Lets play around a little with the projections and be optimistic. First, projections for Edman and O’Neill might be too conservative. Let’s give O’Neill a .5 WAR bump and Edman .2 because of his lower PA totals. We started at 4.6 and are now at 5.2.

Bader is projected for a slight bounce back at the plate. Steamer believes his defense will normalize from eye-popping to just elite. Let’s disagree and bump him to right at 2.0 WAR. We can now add +.3 WAR to the overall projection - 5.5 fWAR.

Fowler, meanwhile, is projected to see time in both RF and CF, combining for 637 PA’s and .9 fWAR. That WAR total is just a standard age deduction applied to his 2019 season stats, so it’s fair. The PA total, though, is way too high. Edman, O’Neill, and Bader all have a higher WAR/PA rate than Fowler, so it’s probably safe to cut Fowler out of CF entirely and bump the others up. That adds another +.5 if I squint while rounding up - 6.0 fWAR.

Then there are the kids. Steamer thinks that Lane Thomas and Dylan Carlson are interchangeable, but it gives more playing time to Thomas since he’s already on the 40-man roster. We have to ignore fWAR, since they really aren’t given much playing time, and consider projected slash lines:
Carlson - .252/.318/.416 for a .311 wOBA
Thomas - .244/.308/.420 for a .308 wOBA

Steamer projects the two rookie outfielders (Thomas might have used up his eligibility) to be ... rookie outfielders. Yes, young players sometimes come up and immediately blow up, like Tommy Edman or Stephen Piscotty. More often, young players come up and immediately struggle, like prospects Carlson compares favorably too:
Oscar Taveras - .239/.278/.312 for a .265 wOBA
Colby Rasmus - .251/.307/.407 for a .311 wOBA

Can we add fWAR for Thomas and Carlson? To do so means taking plate appearances away elsewhere. We’ve already cut Fowler’s PA’s. To find more, we would have to cut Bader, O’Neill or Edman, each of which are projected to a similar fWAR/PA as Thomas and Carlson. We could redistribute PA’s, but the production looks like a wash.

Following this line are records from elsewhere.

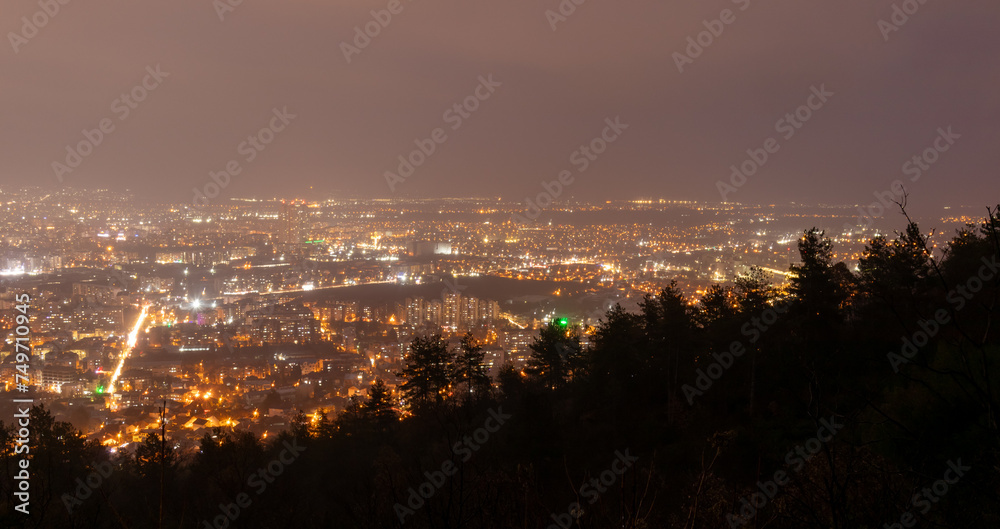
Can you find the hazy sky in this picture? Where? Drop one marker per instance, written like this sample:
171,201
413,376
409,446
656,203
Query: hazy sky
605,60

We’re stuck at 6 fWAR.

What Depth Charts is telling us here is that multiple unpredictable things are going to have to happen for the Cardinals to have a chance to make up the ground they have lost with Ozuna’s departure. Optimism gets us closer, but still not all the way. The issue isn’t that the Cardinals don’t have intriguing players. It’s that left field is where the playing time is and the replacement level baseline for LF is high enough that it takes really good players to push past it.

Ozuna’s 2.8/2.6 fWAR over the last two seasons really aren’t that impressive, but they do rank 12th and 9th among LF’ers during that time. O’Nell just can’t project as a top-10 left fielder with his current profile. Edman, an infielder, and Thomas, a centerfielder, have solid offensive potential for their positions, but they lose that value when they’re move down the defensive spectrum. Carlson, meanwhile, has the most potential, but his production is a total mystery.

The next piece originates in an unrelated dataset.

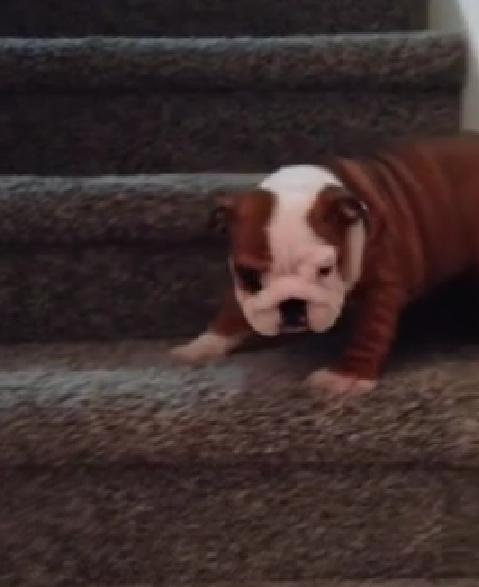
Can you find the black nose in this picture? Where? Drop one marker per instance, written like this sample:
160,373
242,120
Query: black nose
293,312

That’s where I turn back to the list of NL outfields ahead of the Cardinals. Our optimistic adjustments gained the Cardinals 1.4 fWAR - 6.0. We could probably go wild and say they add another 1 WAR, bumping the club all the way up to 7, just better than ‘19. Woohoo! Optimism!

The Cardinals would still be ninth in the league in outfield fWAR.

To truly compete with the best NL outfields, the Cardinals would have to double their current projections for outfield fWAR. 4.6 fWAR to 9.2. That’s just silly and it still only pushes the Cardinals barely past Atlanta, who now sits at 9 fWAR. You know... because they just signed Marcell Ozuna. (Sigh.)

Optimism is good and healthy for fans. This is all about a game, after all. It should be fun. Don’t let spreadsheets steal your joy. At the same time, don’t get sucked in by wild speculation that’s not based on some kind of statistical reality. Baring a pixie-dust miracle, the Cardinals outfield isn’t going to be very good. But, the club’s defense should be. And the infield ain’t bad. And the pitching staff has a lot of potential. The Cardinals can still be a good team despite the loss of Ozuna.

One more thing...

Ravelo is projected to be a replacement level bat - 0 fWAR - in 47 PA’s according to Steamer.